Am I missing something?

--
The Economics of Website Security
Re:Arms Races by J'raxis · 2002-03-12 07:22 · Score: 2, Interesting

What about a bot set to change user-agents on the fly? Just collect the few most-popular UAs from other peoples website logs, and use each one at random. Add in a list of open proxies to bounce through and you have a nearly undetectable spider at work. I believe I can do this in about a dozen lines of Perl.
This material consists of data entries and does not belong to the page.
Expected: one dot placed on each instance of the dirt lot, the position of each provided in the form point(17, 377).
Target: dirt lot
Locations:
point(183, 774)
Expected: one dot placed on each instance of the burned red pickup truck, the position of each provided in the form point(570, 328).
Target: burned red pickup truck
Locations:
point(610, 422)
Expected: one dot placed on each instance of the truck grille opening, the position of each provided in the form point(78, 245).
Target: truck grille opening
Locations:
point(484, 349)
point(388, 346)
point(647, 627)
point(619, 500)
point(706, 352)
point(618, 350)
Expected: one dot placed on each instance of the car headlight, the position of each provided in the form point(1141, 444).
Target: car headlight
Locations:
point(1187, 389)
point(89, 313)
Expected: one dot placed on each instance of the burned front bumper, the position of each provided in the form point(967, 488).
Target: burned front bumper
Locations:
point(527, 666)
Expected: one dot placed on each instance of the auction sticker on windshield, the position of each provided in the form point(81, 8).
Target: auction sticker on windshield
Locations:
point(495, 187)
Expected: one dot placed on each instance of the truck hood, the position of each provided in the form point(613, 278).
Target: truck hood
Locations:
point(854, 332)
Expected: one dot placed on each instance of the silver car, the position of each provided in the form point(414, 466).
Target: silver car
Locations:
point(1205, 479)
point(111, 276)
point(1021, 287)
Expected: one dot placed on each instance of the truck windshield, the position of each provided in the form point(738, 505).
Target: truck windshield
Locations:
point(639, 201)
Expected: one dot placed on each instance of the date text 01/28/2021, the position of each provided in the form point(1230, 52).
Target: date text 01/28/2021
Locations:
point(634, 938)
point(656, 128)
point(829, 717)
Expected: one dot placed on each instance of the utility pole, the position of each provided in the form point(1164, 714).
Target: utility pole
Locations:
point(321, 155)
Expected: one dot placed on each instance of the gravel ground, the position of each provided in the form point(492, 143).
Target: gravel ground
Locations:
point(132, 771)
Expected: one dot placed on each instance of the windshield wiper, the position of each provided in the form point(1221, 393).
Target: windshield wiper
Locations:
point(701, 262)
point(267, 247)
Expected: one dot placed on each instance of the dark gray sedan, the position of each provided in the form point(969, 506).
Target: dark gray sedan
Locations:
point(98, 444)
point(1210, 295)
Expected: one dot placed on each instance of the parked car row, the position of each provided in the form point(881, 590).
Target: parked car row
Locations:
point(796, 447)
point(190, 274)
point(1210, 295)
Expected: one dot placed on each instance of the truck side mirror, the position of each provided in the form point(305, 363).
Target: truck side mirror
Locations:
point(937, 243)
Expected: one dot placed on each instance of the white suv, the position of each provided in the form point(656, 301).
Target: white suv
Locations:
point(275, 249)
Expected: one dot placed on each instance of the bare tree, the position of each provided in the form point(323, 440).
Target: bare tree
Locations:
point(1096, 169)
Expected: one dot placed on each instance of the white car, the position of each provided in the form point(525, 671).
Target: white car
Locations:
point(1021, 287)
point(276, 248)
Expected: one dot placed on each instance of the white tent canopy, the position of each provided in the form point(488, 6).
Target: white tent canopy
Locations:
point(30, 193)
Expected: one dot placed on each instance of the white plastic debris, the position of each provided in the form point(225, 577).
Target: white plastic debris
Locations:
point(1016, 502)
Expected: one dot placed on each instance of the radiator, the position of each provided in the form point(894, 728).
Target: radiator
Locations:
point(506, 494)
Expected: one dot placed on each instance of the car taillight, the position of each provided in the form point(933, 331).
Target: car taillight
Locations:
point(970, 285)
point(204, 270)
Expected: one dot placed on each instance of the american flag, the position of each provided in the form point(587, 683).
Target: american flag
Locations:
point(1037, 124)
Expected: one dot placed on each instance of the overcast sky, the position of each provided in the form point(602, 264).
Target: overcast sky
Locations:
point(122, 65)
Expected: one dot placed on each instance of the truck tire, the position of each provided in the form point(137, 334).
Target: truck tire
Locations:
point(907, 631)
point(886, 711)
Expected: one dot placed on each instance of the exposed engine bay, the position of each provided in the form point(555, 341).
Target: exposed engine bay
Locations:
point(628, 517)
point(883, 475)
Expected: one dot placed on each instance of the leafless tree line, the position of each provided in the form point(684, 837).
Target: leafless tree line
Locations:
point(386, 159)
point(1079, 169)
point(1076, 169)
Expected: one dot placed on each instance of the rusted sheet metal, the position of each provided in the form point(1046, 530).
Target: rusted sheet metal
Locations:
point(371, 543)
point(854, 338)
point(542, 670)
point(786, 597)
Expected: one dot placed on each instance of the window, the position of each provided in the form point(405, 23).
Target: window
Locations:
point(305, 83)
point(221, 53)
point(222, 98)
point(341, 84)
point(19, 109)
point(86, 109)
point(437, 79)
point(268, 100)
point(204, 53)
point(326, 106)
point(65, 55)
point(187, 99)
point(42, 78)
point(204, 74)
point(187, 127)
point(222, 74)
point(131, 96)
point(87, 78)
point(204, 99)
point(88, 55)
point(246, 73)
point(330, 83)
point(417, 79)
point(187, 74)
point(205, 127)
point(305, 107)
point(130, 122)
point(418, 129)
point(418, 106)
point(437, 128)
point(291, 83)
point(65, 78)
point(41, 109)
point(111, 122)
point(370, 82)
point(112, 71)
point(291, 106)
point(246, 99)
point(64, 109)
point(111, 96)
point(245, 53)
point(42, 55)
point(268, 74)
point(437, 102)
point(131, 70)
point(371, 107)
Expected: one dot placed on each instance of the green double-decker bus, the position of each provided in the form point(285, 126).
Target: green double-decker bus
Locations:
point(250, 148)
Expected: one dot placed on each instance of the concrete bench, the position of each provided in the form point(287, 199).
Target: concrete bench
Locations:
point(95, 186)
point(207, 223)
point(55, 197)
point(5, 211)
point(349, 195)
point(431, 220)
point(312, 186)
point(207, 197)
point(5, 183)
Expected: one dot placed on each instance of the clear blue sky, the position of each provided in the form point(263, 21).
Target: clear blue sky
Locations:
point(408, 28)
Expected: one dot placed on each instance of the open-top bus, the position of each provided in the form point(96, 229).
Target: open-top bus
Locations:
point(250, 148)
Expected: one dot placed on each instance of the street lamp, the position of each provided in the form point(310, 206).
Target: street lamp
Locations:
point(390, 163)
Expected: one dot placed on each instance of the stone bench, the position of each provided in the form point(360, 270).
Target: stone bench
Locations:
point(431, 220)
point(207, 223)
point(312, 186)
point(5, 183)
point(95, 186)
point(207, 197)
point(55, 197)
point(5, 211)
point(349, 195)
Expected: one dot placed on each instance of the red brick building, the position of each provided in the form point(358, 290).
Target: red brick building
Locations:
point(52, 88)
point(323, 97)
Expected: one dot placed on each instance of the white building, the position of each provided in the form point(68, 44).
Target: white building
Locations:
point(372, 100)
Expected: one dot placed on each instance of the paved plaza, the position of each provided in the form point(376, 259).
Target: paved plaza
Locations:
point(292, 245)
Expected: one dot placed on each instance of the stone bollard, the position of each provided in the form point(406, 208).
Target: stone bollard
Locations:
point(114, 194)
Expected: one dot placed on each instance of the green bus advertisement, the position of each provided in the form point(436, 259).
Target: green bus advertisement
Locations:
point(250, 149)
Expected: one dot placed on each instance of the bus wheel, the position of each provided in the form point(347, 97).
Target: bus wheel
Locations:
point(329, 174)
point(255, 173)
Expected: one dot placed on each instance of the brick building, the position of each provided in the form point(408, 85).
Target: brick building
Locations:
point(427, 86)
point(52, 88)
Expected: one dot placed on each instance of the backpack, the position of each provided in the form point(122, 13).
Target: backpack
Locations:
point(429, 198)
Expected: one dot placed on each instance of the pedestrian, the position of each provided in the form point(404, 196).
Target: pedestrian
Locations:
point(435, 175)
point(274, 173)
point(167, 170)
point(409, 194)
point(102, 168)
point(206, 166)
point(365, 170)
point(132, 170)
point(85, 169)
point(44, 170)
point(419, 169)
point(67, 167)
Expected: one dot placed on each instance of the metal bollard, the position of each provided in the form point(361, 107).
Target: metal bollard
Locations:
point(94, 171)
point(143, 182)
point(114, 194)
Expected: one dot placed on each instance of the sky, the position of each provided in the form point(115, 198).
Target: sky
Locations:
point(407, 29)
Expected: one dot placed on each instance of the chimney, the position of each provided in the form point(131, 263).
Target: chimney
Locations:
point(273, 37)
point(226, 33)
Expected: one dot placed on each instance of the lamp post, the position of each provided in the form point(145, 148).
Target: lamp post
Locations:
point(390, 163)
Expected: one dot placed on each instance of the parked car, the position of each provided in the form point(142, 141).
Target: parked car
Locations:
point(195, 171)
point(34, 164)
Maybe you could thwart this by seeing if there are traversal patterns coming from all over the place ("GET /a" from 1.2.3.4, "GET /a/a.html" from 6.7.8.9, "GET /b" from 45.56.56.67, and so on, but that seems like a lot of work and could again be defeated by some randomization.

--
Liberty in your lifetime
good for FTP sites by eufaula · 2002-03-12 07:35 · Score: 2, Interesting

on my network we have a http and ftp mirror of the Linux Kernel Archives (ftp3.us.kernel.org/www1.us.kernel.org), OpenBSD, Project Gutenberg, and ProFTPD. we have several distro's in both ISO's and loose files, and all told, over 100gb of data. these damn webbots crawl our site and index it, which takes DAYS, and seriously interferes with our ability to provide a useful http mirror. at one point recently, an altavista webbot was using about 10% of our T-1 and filled up /var with access_logs in a few hours. its only gotten worse. i started blocking the bots based on their browser match type and it has helped a ton. but the only problem with this method is that i have to go through it every day or 2 to keep current. this module looks to do exactly what i need. it wont be foolproof, but will save me and countless others a ton of grunt work.

if you do happen to visit the site, the stupidspider and dumbbot dir/file are part of my currrent spider trap. just thought that i'd warn you.